Over links- en rechtspopulisme

Er wordt vaak onderscheid gemaakt tussen links- en rechtspopulisme. Het linkspopulisme zou een vrij optimistisch mensbeeld bezitten. Het wil de burger bevrijden van onderdrukkende structuren en hem nieuwe instrumenten voor verandering geven. De uit de jaren zestig en zeventig stammende autonome en op de eigen ontplooiing gerichte individuele burger staan centraal.

Het rechtspopulisme heeft een veel pessimistischer mensbeeld. De burger moet beschermd worden tegen de staat, tegen de ambtenaren, maar ook tegen talloze andere bedreigingen. Vooral tegen criminaliteit en de instroom van migranten, die de leefwijze en cultuur van de ‘autochtone’ burger bedreigen. Gezien de standpunten die Fortuyn verdedigde, nadat hij politiek actief was geworden, vonden enkele commentatoren dat enkele als rechtspopulistisch beschouwde elementen deel uitmaakten van zijn vocabulaire.

Het rechtspopulisme dat vanaf 1990 overal in Europa de kop opstak, wordt door de meeste politicologen beschouwd als een reactie op de theorie en de praktijk van het multiculturalisme. Maar er is ook een afwijkend geluid. Zo stelde Carlo van Praag.

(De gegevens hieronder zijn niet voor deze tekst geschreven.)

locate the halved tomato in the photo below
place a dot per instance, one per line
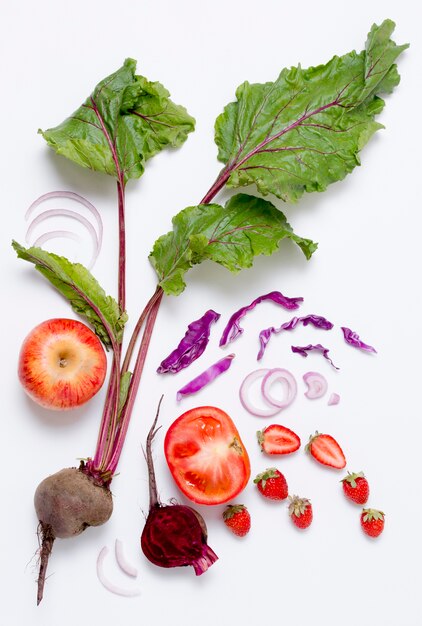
(206, 456)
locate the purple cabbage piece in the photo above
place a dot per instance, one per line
(316, 320)
(233, 328)
(303, 350)
(206, 377)
(191, 346)
(352, 339)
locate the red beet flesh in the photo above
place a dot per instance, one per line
(174, 535)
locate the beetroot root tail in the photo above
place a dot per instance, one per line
(46, 538)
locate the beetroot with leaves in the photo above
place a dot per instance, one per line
(127, 119)
(174, 535)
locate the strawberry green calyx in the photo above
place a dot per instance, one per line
(260, 437)
(352, 477)
(298, 506)
(372, 514)
(271, 472)
(311, 440)
(232, 510)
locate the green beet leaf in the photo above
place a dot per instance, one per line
(124, 122)
(124, 389)
(304, 131)
(232, 236)
(82, 290)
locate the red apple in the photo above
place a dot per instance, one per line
(62, 364)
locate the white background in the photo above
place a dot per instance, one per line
(365, 274)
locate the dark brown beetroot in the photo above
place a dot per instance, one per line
(66, 503)
(174, 535)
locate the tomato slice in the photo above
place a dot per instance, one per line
(206, 456)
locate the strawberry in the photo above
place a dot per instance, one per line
(272, 484)
(372, 522)
(237, 518)
(277, 439)
(326, 450)
(356, 487)
(300, 511)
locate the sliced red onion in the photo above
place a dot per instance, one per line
(353, 339)
(333, 399)
(233, 328)
(316, 320)
(279, 374)
(107, 583)
(53, 234)
(71, 195)
(122, 562)
(244, 394)
(206, 377)
(303, 351)
(316, 383)
(191, 346)
(96, 237)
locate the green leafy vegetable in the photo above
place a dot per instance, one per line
(304, 131)
(125, 121)
(232, 236)
(82, 290)
(124, 388)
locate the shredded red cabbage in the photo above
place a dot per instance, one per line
(233, 328)
(303, 350)
(206, 377)
(353, 339)
(316, 320)
(191, 346)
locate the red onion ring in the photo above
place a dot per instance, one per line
(96, 237)
(71, 195)
(273, 376)
(244, 395)
(107, 583)
(333, 399)
(66, 213)
(316, 383)
(67, 234)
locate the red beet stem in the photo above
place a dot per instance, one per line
(153, 493)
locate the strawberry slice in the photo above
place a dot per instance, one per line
(277, 439)
(326, 450)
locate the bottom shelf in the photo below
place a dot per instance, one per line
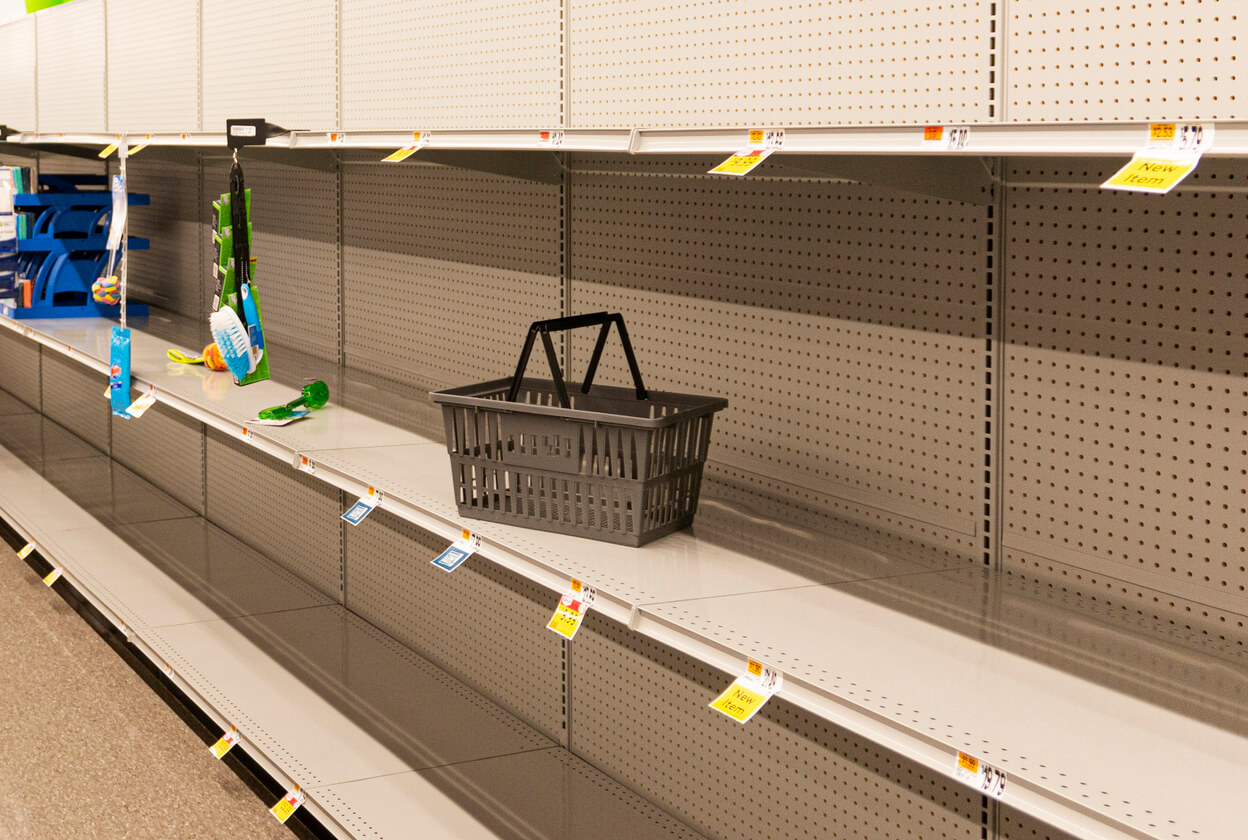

‘Het is (...) zwaar overdreven de falende integratie van allochtonen op rekening te schrijven van het multiculturalisme uit de voorbije periode, zoals de Tweede Kamer wilde dat de Commissie Blok deed. (W)at is dat voor onzin om zo kort na een massale immigratie van vreemdelingen uit alle werelddelen al te spreken van een falende integratie en die bovendien te wijten aan een verkeerd beleid? (...) In zijn radicale versie houdt het multiculturalisme in dat een land als Nederland verschillende culturen herbergt die allemaal even belangrijk zijn en dat de maatschappelijke organisatie dat feit zou moeten weerspiegelen. (...) Het probleem is dat in feite natuurlijk wel één cultuur domineert, te weten de westerse cultuur, zo men wil de westerse cultuur in haar Nederlandse variant.’[9]

 

Het populisme van Fortuyn

Fortuyn was geen voorstander van een pure populistische politiek. Hij wilde bepaalde plebiscitaire elementen inbouwen in de representatieve democratie, zoals directe verkiezingen op alle niveaus en een directere band tussen kiezer en gekozene. De moderne media maken het tegenwoordig mogelijk dat politici zich rechtstreeks zonder institutionele bemiddeling tot de kiezers richten. [10] Met als gevolg dat de traditionele kanalen van politieke communicatie zoals partijen en parlementen steeds vaker buitenom worden gepasseerd om een antwoord te vinden op de uitdagingen van de moderniteit en de globalisering: de schaalvergroting, de grote behoefte van mensen aan wortels en een eigen identiteit, het verval van normen en waarden in een steeds grenzelozere, snellere en anoniemere wereld, en de haast en het ongebreidelde consumentisme van de 24-uurs economie.[11] Kiezers lijken heden ten dage grote behoefte te hebben aan politici die in een turbulente en onoverzichtelijke tijd een duidelijke koers weten uit te zetten, zijn te vertrouwen en direct zijn te kiezen. Hoewel Fortuyn veel kritiek had op de geslotenheid van de Haagse elite, kan niet worden ontkend dat zijn populistische programma onmiskenbaar plebiscitaire elementen bevatte die hij inpaste in de spelregels van de parlementaire democratie.[12]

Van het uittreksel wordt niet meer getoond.